Yes. The four people still have an equal chance of being the one whose number is called. That is still fair odds for each entrant, despite the accidental fail state added.
"Rigged" means that the results are being manipulated to guarantee a particular outcome, which is not what is happening in the example you are giving. It is still fully random and nobody has control over what number is produced to determine the winner.
This is randomness. It is simply one more factor of randomness as to which person won.
The roulette wheel got spun slightly harder or softer, and the difference in momentum changes the winner.
The person holding the box of paper raffle tickets shook it up-and-down instead of left-to-right. Maybe they spun the box around.

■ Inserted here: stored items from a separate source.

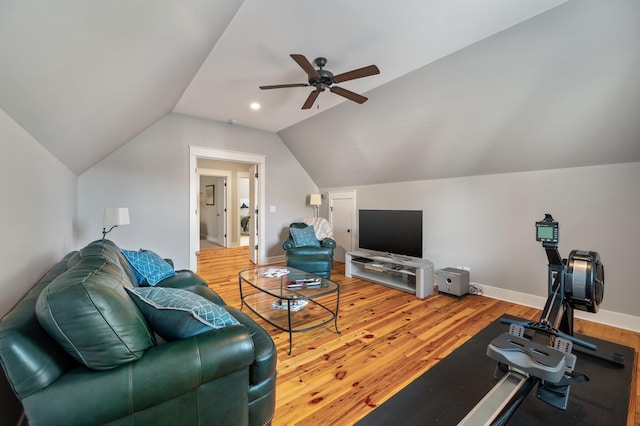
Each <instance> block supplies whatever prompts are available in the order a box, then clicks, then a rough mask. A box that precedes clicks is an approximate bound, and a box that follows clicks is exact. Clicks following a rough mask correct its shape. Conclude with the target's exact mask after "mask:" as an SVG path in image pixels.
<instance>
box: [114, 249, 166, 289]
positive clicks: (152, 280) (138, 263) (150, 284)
mask: <svg viewBox="0 0 640 426" xmlns="http://www.w3.org/2000/svg"><path fill="white" fill-rule="evenodd" d="M122 253H123V254H124V255H125V257H126V258H127V260H128V261H129V263H130V264H131V266H132V267H133V271H134V272H135V274H136V277H137V278H138V284H148V285H156V284H158V283H159V282H160V281H162V280H163V279H165V278H167V277H171V276H173V275H175V273H176V272H175V270H174V269H173V266H171V264H170V263H169V262H167V261H166V260H164V259H163V258H161V257H160V256H158V255H157V254H156V253H154V252H152V251H151V250H143V249H140V250H139V251H133V250H124V249H123V250H122Z"/></svg>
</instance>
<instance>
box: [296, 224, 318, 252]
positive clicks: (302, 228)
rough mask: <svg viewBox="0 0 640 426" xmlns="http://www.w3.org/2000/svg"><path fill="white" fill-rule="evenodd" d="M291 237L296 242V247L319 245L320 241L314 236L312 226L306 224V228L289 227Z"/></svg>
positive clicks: (303, 246)
mask: <svg viewBox="0 0 640 426" xmlns="http://www.w3.org/2000/svg"><path fill="white" fill-rule="evenodd" d="M289 231H290V232H291V237H292V238H293V241H294V242H295V243H296V247H310V246H311V247H319V246H320V241H318V239H317V238H316V233H315V231H314V230H313V226H307V227H306V228H289Z"/></svg>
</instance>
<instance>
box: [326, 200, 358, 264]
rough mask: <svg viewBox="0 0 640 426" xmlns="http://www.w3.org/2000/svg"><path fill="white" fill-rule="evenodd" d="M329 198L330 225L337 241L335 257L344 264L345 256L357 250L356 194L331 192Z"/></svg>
mask: <svg viewBox="0 0 640 426" xmlns="http://www.w3.org/2000/svg"><path fill="white" fill-rule="evenodd" d="M328 198H329V223H330V224H331V229H333V239H334V240H336V249H335V250H334V252H333V257H334V259H336V260H339V261H341V262H344V261H345V254H346V253H347V252H350V251H353V250H354V249H355V238H356V235H355V234H356V233H355V229H356V192H355V191H342V192H330V193H329V197H328Z"/></svg>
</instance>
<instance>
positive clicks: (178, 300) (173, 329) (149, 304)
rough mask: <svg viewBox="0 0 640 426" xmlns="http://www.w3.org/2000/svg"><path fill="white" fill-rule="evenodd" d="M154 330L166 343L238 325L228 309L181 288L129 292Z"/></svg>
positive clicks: (135, 288)
mask: <svg viewBox="0 0 640 426" xmlns="http://www.w3.org/2000/svg"><path fill="white" fill-rule="evenodd" d="M127 290H128V291H129V294H130V295H131V298H132V299H133V301H134V302H135V303H136V305H138V307H139V308H140V310H141V311H142V314H143V315H144V317H145V318H146V319H147V321H148V322H149V324H151V328H152V329H153V330H154V331H155V332H156V333H158V335H160V336H161V337H162V338H163V339H165V340H167V341H172V340H179V339H185V338H187V337H191V336H195V335H197V334H200V333H204V332H206V331H210V330H214V329H218V328H223V327H226V326H228V325H234V324H238V321H237V320H236V319H235V318H234V317H232V316H231V315H230V314H229V312H227V310H225V308H223V307H222V306H218V305H216V304H215V303H213V302H211V301H209V300H207V299H205V298H204V297H202V296H199V295H197V294H195V293H192V292H190V291H187V290H182V289H179V288H164V287H137V288H129V289H127Z"/></svg>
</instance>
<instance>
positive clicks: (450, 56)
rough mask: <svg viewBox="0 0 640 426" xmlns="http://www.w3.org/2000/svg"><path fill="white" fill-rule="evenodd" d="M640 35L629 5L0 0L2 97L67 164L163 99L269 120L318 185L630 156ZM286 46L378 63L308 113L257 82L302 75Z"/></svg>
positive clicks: (516, 170)
mask: <svg viewBox="0 0 640 426" xmlns="http://www.w3.org/2000/svg"><path fill="white" fill-rule="evenodd" d="M639 39H640V2H637V1H635V0H612V1H607V2H602V1H597V0H580V1H578V0H573V1H569V2H567V1H566V0H518V1H513V0H483V1H482V2H479V1H476V0H456V1H451V0H431V1H425V0H403V1H402V2H394V1H391V0H384V1H383V0H381V1H369V2H361V1H344V0H325V1H323V2H320V3H318V2H310V1H300V0H274V1H268V2H267V1H260V0H245V1H241V0H216V1H210V0H182V1H171V0H162V1H161V0H139V1H136V2H131V1H127V0H112V1H109V2H103V1H97V0H56V1H54V2H40V1H37V0H3V1H2V2H1V3H0V58H2V65H1V66H0V108H2V109H3V110H4V111H5V112H7V114H9V115H10V116H11V117H12V118H13V119H14V120H15V121H16V122H18V123H19V124H20V125H21V126H23V127H24V128H25V129H26V130H27V131H28V132H29V133H31V135H33V136H34V137H35V138H36V139H37V140H38V141H39V142H40V143H41V144H42V145H43V146H45V147H46V148H47V149H48V150H50V151H51V152H52V153H53V154H54V155H55V156H56V157H58V158H59V159H60V160H61V161H62V162H63V163H64V164H66V165H67V166H68V167H69V168H70V169H71V170H72V171H74V172H75V173H76V174H81V173H82V172H84V171H85V170H87V169H88V168H90V167H91V166H92V165H94V164H96V163H97V162H99V161H100V160H101V159H102V158H104V157H105V156H107V155H109V154H110V153H111V152H113V151H114V150H116V149H117V148H119V147H120V146H122V145H123V144H125V143H127V142H128V141H129V140H131V139H132V138H133V137H135V136H136V135H137V134H139V133H140V132H142V131H143V130H144V129H146V128H147V127H149V126H150V125H151V124H153V123H154V122H156V121H157V120H159V119H160V118H162V117H163V116H164V115H166V114H167V113H170V112H177V113H181V114H187V115H193V116H198V117H204V118H208V119H212V120H218V121H222V122H229V121H230V120H234V121H235V122H237V124H236V125H240V126H246V127H251V128H257V129H262V130H265V131H270V132H277V133H278V134H279V136H280V137H281V138H282V140H283V141H284V143H285V144H287V146H288V147H289V148H290V149H291V151H292V152H293V153H294V155H296V157H297V158H298V160H299V161H300V162H301V163H302V165H303V166H304V167H305V169H306V170H307V171H308V172H309V174H310V176H311V177H312V178H313V179H314V181H315V182H316V183H317V184H318V185H319V186H320V187H329V186H344V185H355V184H370V183H380V182H394V181H406V180H419V179H432V178H441V177H451V176H466V175H475V174H487V173H503V172H514V171H525V170H537V169H548V168H557V167H572V166H582V165H591V164H607V163H616V162H625V161H640V125H639V124H638V123H639V120H637V118H636V117H637V112H638V110H639V109H640V83H639V80H638V78H637V75H639V74H640V48H639V47H638V46H639V44H638V43H637V40H639ZM291 53H298V54H303V55H305V56H306V57H307V58H309V60H310V61H312V60H313V58H315V57H317V56H324V57H326V58H327V59H328V63H327V65H326V67H325V68H326V69H329V70H331V71H333V72H334V73H336V74H337V73H341V72H345V71H349V70H352V69H355V68H359V67H362V66H366V65H370V64H376V65H377V66H378V67H379V68H380V71H381V73H380V74H379V75H375V76H371V77H367V78H363V79H358V80H352V81H348V82H344V83H341V84H340V86H342V87H344V88H346V89H349V90H351V91H354V92H357V93H361V94H364V95H365V96H367V97H368V98H369V100H368V101H367V102H366V103H364V104H362V105H359V104H355V103H353V102H351V101H349V100H346V99H344V98H342V97H340V96H338V95H336V94H333V93H329V92H328V91H325V92H323V93H321V94H320V96H319V97H318V100H317V101H316V103H315V104H314V106H313V108H311V109H307V110H302V109H301V106H302V103H303V102H304V101H305V99H306V98H307V96H308V94H309V92H310V91H311V89H310V88H308V87H297V88H288V89H278V90H268V91H261V90H259V88H258V86H260V85H266V84H280V83H305V82H306V75H305V74H304V72H303V71H302V69H301V68H300V67H299V66H298V65H297V64H296V63H295V62H294V61H293V60H292V59H291V58H290V57H289V55H290V54H291ZM252 102H258V103H260V104H261V109H260V110H258V111H254V110H251V109H250V108H249V105H250V104H251V103H252Z"/></svg>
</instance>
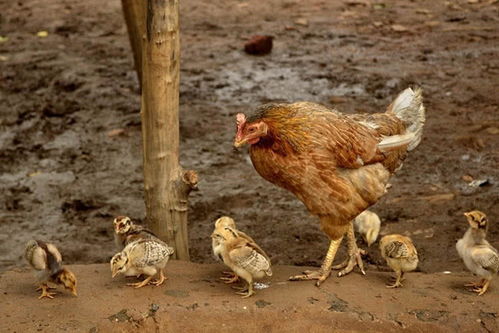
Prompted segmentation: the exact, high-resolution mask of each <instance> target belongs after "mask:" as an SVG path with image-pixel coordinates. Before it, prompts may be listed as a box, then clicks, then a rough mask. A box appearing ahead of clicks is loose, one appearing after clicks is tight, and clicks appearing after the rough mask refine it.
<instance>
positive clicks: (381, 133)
mask: <svg viewBox="0 0 499 333" xmlns="http://www.w3.org/2000/svg"><path fill="white" fill-rule="evenodd" d="M285 108H287V109H289V110H288V111H283V109H285ZM279 110H280V112H281V113H284V114H287V115H289V117H288V118H286V117H285V116H279V117H273V115H272V113H270V117H268V118H264V120H265V121H266V122H267V123H268V124H269V128H270V131H271V135H273V137H271V139H270V140H269V139H268V140H263V141H262V142H261V143H259V144H256V145H253V146H252V147H251V149H250V156H251V160H252V162H253V165H254V167H255V169H256V170H257V172H258V173H259V174H260V175H261V176H262V177H263V178H265V179H266V180H268V181H270V182H272V183H274V184H276V185H278V186H281V187H283V188H285V189H287V190H289V191H291V192H292V193H294V194H295V195H296V196H297V197H298V198H299V199H300V200H301V201H303V202H304V204H305V205H306V206H307V208H308V210H309V211H310V212H311V213H312V214H315V215H319V216H321V215H332V216H336V217H342V218H345V219H348V220H349V219H352V218H354V217H355V216H356V215H357V214H358V213H359V212H361V211H362V210H364V209H365V208H367V207H368V206H369V205H372V204H374V203H375V202H376V201H377V200H378V199H379V197H380V196H381V195H382V194H383V193H384V190H385V185H386V182H387V181H388V178H389V175H390V173H391V172H393V171H394V169H396V168H397V167H398V166H399V165H400V163H401V161H402V159H403V157H404V156H405V149H403V148H402V149H398V150H393V151H391V152H389V153H381V152H380V151H379V150H378V148H377V145H378V143H379V142H380V141H381V139H382V137H383V136H385V135H393V134H397V133H399V132H401V131H403V130H404V125H403V124H402V122H401V121H400V120H398V119H397V118H396V117H395V116H394V115H391V114H376V115H352V116H347V115H343V114H341V113H339V112H337V111H334V110H329V109H327V108H326V107H324V106H321V105H318V104H314V103H308V102H301V103H294V104H288V105H286V106H285V105H282V104H281V105H280V106H279V107H278V111H279ZM276 113H277V112H276ZM268 114H269V112H267V115H268ZM289 119H292V120H293V121H292V122H289ZM288 126H289V127H288ZM272 132H273V133H272ZM347 203H348V204H347ZM346 222H348V221H346ZM346 222H345V223H346Z"/></svg>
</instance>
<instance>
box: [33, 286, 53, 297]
mask: <svg viewBox="0 0 499 333" xmlns="http://www.w3.org/2000/svg"><path fill="white" fill-rule="evenodd" d="M49 289H56V288H52V287H49V286H47V285H41V286H40V287H38V289H36V290H37V291H38V290H41V291H42V294H41V295H40V296H39V297H38V299H42V298H44V297H47V298H50V299H52V298H54V295H55V293H51V292H49Z"/></svg>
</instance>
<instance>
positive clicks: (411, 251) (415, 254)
mask: <svg viewBox="0 0 499 333" xmlns="http://www.w3.org/2000/svg"><path fill="white" fill-rule="evenodd" d="M379 248H380V250H381V256H382V257H383V258H384V259H385V260H386V262H387V264H388V266H390V268H391V269H393V270H394V271H395V273H396V274H397V278H396V281H395V283H394V284H392V285H387V288H397V287H402V280H403V277H404V273H405V272H410V271H413V270H415V269H416V267H417V266H418V261H419V260H418V252H417V251H416V248H415V247H414V244H413V243H412V240H411V239H410V238H409V237H406V236H402V235H397V234H394V235H386V236H384V237H383V238H381V240H380V242H379Z"/></svg>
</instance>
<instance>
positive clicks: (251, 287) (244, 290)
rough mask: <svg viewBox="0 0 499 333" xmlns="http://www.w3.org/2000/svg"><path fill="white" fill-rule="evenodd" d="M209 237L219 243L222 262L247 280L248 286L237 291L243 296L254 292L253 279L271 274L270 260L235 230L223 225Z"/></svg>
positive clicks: (254, 243)
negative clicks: (216, 241) (253, 286)
mask: <svg viewBox="0 0 499 333" xmlns="http://www.w3.org/2000/svg"><path fill="white" fill-rule="evenodd" d="M211 237H212V238H214V239H216V240H217V241H218V242H219V243H220V244H221V251H220V254H221V256H222V260H223V262H224V264H225V265H227V266H228V267H229V268H230V269H232V270H233V271H234V272H235V273H236V274H237V276H239V277H241V278H243V279H244V280H245V281H246V282H247V284H248V287H247V288H244V289H247V290H244V289H243V290H242V291H241V292H238V294H239V295H243V298H246V297H250V296H251V295H253V294H254V293H255V292H254V290H253V281H254V280H255V279H262V278H264V277H265V276H272V270H271V268H270V260H268V258H267V257H266V256H265V255H264V253H262V252H261V251H260V250H261V249H260V247H259V246H258V245H256V244H255V243H254V242H250V241H249V240H248V239H246V238H244V237H241V236H239V235H238V232H237V230H234V229H232V228H230V227H225V228H223V229H220V230H215V232H213V234H212V236H211Z"/></svg>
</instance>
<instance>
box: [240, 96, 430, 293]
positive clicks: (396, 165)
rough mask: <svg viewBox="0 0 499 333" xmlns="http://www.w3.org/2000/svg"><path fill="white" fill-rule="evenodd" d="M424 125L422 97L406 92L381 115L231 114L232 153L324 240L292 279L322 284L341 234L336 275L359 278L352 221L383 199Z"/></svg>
mask: <svg viewBox="0 0 499 333" xmlns="http://www.w3.org/2000/svg"><path fill="white" fill-rule="evenodd" d="M424 121H425V112H424V107H423V104H422V96H421V90H420V89H416V90H412V89H410V88H408V89H406V90H404V91H403V92H402V93H401V94H399V96H398V97H397V98H396V99H395V101H394V102H393V103H392V104H391V105H390V106H389V107H388V110H387V111H386V112H384V113H376V114H354V115H347V114H342V113H340V112H338V111H336V110H331V109H329V108H327V107H325V106H322V105H319V104H315V103H310V102H298V103H292V104H266V105H263V106H261V107H259V108H258V109H257V110H255V112H254V113H252V114H251V115H250V116H248V117H246V116H245V115H244V114H242V113H239V114H238V115H237V133H236V138H235V141H234V146H236V147H240V146H242V145H244V144H246V143H247V144H250V145H251V148H250V156H251V161H252V162H253V165H254V167H255V169H256V171H257V172H258V173H259V174H260V176H262V177H263V178H265V179H266V180H268V181H269V182H271V183H273V184H275V185H278V186H280V187H283V188H285V189H287V190H288V191H290V192H292V193H293V194H294V195H296V197H297V198H298V199H300V200H301V201H302V202H303V203H304V204H305V206H306V207H307V209H308V210H309V212H310V213H312V214H313V215H316V216H318V217H319V219H320V223H321V228H322V230H323V231H324V232H325V233H326V235H327V236H328V237H329V238H330V239H331V244H330V246H329V250H328V252H327V255H326V258H325V259H324V262H323V264H322V266H321V268H320V269H319V270H318V271H306V272H304V274H303V275H298V276H294V277H291V278H290V279H291V280H311V279H315V280H318V281H317V285H320V284H321V283H322V282H323V281H325V280H326V279H327V278H328V276H329V275H330V273H331V268H332V263H333V260H334V257H335V255H336V251H337V249H338V247H339V245H340V244H341V241H342V239H343V237H344V235H345V233H346V234H347V239H348V248H349V258H348V259H347V260H346V261H345V262H344V263H343V264H342V265H340V267H341V268H343V267H345V269H344V270H342V271H341V272H340V273H339V276H342V275H345V274H347V273H349V272H350V271H351V270H352V269H353V267H354V266H355V265H358V266H359V267H360V269H361V271H362V272H364V271H363V267H362V260H361V257H360V254H361V251H360V250H359V249H358V248H357V245H356V243H355V236H354V231H353V224H352V223H351V222H352V220H353V219H354V218H355V217H356V216H357V215H359V214H360V213H362V212H363V211H364V210H365V209H366V208H368V207H369V206H371V205H373V204H374V203H376V202H377V201H378V200H379V198H380V197H381V196H382V195H383V194H384V193H385V192H386V190H385V187H386V185H387V183H388V179H389V178H390V176H391V175H392V174H393V173H394V172H395V171H396V170H397V169H398V168H400V167H401V166H402V162H403V160H404V159H405V157H406V154H407V151H410V150H412V149H414V148H415V147H416V146H417V145H418V144H419V142H420V141H421V136H422V130H423V125H424Z"/></svg>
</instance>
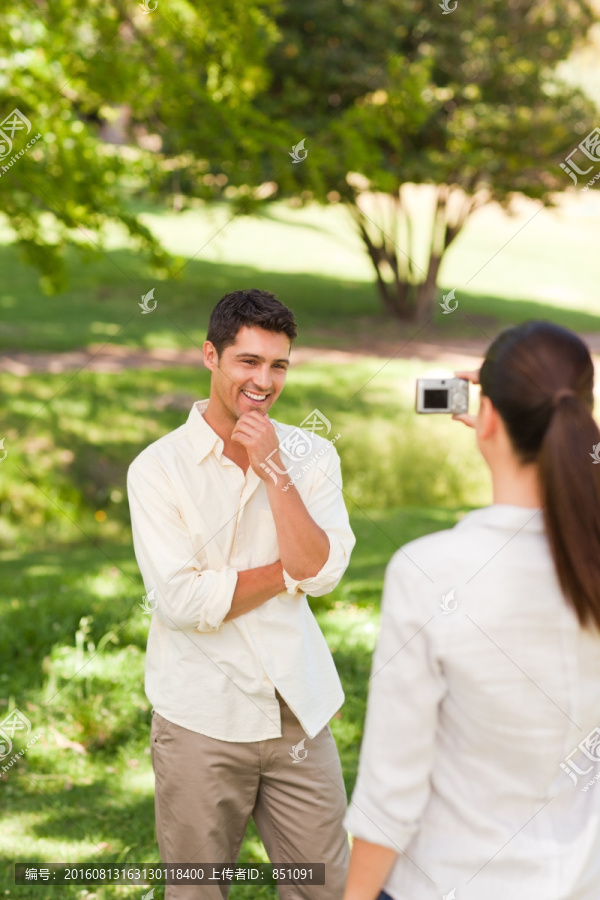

Someone else's ticket could have been picked if it was facing the other way! Or if the person picking the winner moved their hand an inch to the right!
Random is not perfectly random, and all random chance draws are going to be shifted around by the factors that produce the numbers. But what matters is that all entires have an equal chance and nobody can predict (or alter) and take advantage of which random number the system is going to spit out.
A scam requires malice. It's not a scam unless they then shrug and say "too bad, you lost the raffle and the system is working as intended" – which is not the case here. They're looking to fix what went wrong.
Even if it's a more complicated programming error like Packetdancer is suggesting (thankyou for that explanation; it does sound plausible!) it's still not a scam. It is a glitch. An error. A mistake. They are not trying to rob you of your gil or manipulate the results. At most, a second lottery needs to be run to determine a winner for the plot.
The error only came to light because the lotteries stopped at zero instead of trying to reroll. If they had kept retrying until they produced a valid ticket, and every lottery now had a winner, would you need to see the lottery programming to confirm it was fair? If so, why was nobody asking a week ago to see the code? We just assumed it was going to be random (or pseudorandom) and if it hadn't generated these odd results, we never would have known a difference as long as there was a winner.